Supported Data Types¶
- Input:
BinaryTypeonly - expects serialized HLL sketch data - Output:
LongType- estimated distinct count
Algorithm¶
- Deserializes the input byte array using Apache DataSketches
HllSketch.heapify()method - Wraps the byte array in a
Memoryobject for efficient processing - Calls
getEstimate()on the deserialized HLL sketch to obtain the cardinality estimate - Rounds the floating-point estimate to the nearest long integer using
Math.round() - Throws
QueryExecutionErrors.hllInvalidInputSketchBuffer()if deserialization fails due to invalid sketch data
Partitioning Behavior¶
- Preserves partitioning: Yes, this is a deterministic function that operates row-by-row
- Requires shuffle: No, evaluation is local to each partition
- Can be pushed down to individual partitions without affecting correctness
Edge Cases¶
- Null handling: Returns null if input is null (null-intolerant behavior)
- Invalid sketch data: Throws
QueryExecutionErrors.hllInvalidInputSketchBufferfor corrupted or invalid binary data - Memory errors: Catches
SketchesArgumentExceptionandjava.lang.Errorduring deserialization - Empty sketches: Valid empty HLL sketches return estimate of 0
- Precision bounds: Estimate accuracy depends on the original HLL sketch configuration parameters
Code Generation¶
This expression uses CodegenFallback, meaning it does not support Tungsten code generation and falls back to interpreted evaluation mode.

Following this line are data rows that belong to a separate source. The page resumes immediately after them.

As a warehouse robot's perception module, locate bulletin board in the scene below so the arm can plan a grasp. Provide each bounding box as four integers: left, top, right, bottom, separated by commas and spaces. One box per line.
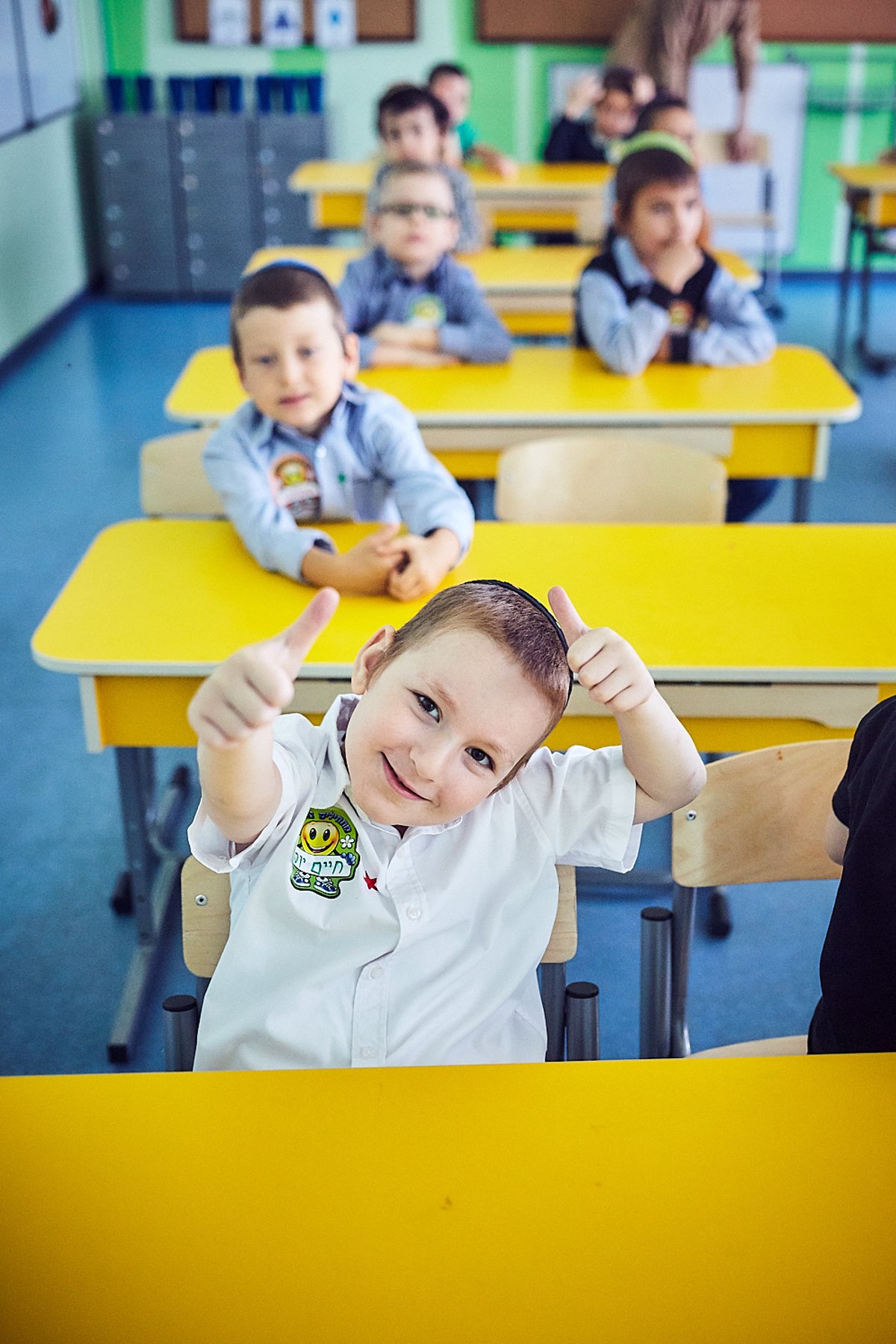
481, 0, 896, 46
0, 0, 79, 136
175, 0, 417, 42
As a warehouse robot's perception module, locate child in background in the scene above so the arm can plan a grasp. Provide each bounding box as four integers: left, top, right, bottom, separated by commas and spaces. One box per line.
576, 131, 777, 521
634, 93, 700, 158
190, 579, 706, 1070
338, 163, 511, 368
809, 697, 896, 1055
426, 60, 516, 178
203, 262, 473, 601
544, 66, 638, 164
634, 93, 712, 249
367, 84, 482, 252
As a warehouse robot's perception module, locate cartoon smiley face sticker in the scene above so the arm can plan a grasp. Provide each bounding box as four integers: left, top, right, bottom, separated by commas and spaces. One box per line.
290, 808, 358, 900
298, 821, 338, 859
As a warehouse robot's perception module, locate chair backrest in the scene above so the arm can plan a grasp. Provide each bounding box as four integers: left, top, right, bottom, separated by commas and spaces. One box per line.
496, 433, 727, 523
140, 425, 224, 517
180, 856, 578, 980
697, 131, 771, 165
672, 738, 849, 887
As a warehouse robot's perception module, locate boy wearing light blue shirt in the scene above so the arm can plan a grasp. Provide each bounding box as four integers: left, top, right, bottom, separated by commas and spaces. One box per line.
203, 264, 473, 601
338, 163, 511, 368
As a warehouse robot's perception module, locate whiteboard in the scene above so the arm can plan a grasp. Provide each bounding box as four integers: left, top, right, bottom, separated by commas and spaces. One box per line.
0, 0, 27, 136
548, 60, 809, 257
12, 0, 79, 122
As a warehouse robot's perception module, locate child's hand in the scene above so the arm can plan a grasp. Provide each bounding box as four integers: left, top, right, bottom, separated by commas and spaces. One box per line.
302, 523, 400, 597
653, 243, 703, 294
548, 588, 656, 715
371, 346, 461, 368
388, 527, 461, 602
187, 588, 338, 749
564, 74, 603, 121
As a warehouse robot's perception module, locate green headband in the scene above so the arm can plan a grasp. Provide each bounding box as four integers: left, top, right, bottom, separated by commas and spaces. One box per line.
615, 131, 693, 168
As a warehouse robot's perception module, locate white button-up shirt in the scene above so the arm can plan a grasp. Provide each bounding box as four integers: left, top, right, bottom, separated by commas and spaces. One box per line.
190, 696, 641, 1070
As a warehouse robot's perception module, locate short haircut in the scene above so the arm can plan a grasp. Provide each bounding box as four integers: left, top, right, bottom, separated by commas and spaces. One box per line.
426, 60, 470, 89
373, 581, 570, 788
378, 158, 454, 199
600, 66, 638, 98
615, 145, 697, 219
376, 84, 451, 136
632, 93, 691, 136
230, 262, 348, 368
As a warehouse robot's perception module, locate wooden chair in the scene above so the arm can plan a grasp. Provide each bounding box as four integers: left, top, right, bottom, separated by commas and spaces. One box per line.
164, 856, 599, 1070
496, 433, 727, 523
140, 425, 224, 517
642, 739, 850, 1058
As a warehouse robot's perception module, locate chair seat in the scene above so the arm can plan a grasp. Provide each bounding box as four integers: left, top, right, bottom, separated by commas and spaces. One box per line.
688, 1036, 807, 1059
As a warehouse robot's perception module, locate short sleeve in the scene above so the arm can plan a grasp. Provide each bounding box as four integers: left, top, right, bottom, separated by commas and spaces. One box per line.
832, 696, 896, 827
511, 747, 641, 872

The nullSafeEval method is called directly during query execution.
Examples¶
-- Estimate distinct count from HLL sketch
SELECT hll_sketch_estimate(hll_sketch_agg(col)) FROM VALUES (1), (1), (2), (2), (3) tab(col);
-- Result: 3
-- Use with pre-computed HLL sketches
SELECT customer_segment, hll_sketch_estimate(user_sketch)
FROM customer_analytics
WHERE date_partition = '2023-01-01';
// DataFrame API usage
import org.apache.spark.sql.functions._
// Estimate from aggregated sketch
df.select(expr("hll_sketch_estimate(hll_sketch_agg(user_id))"))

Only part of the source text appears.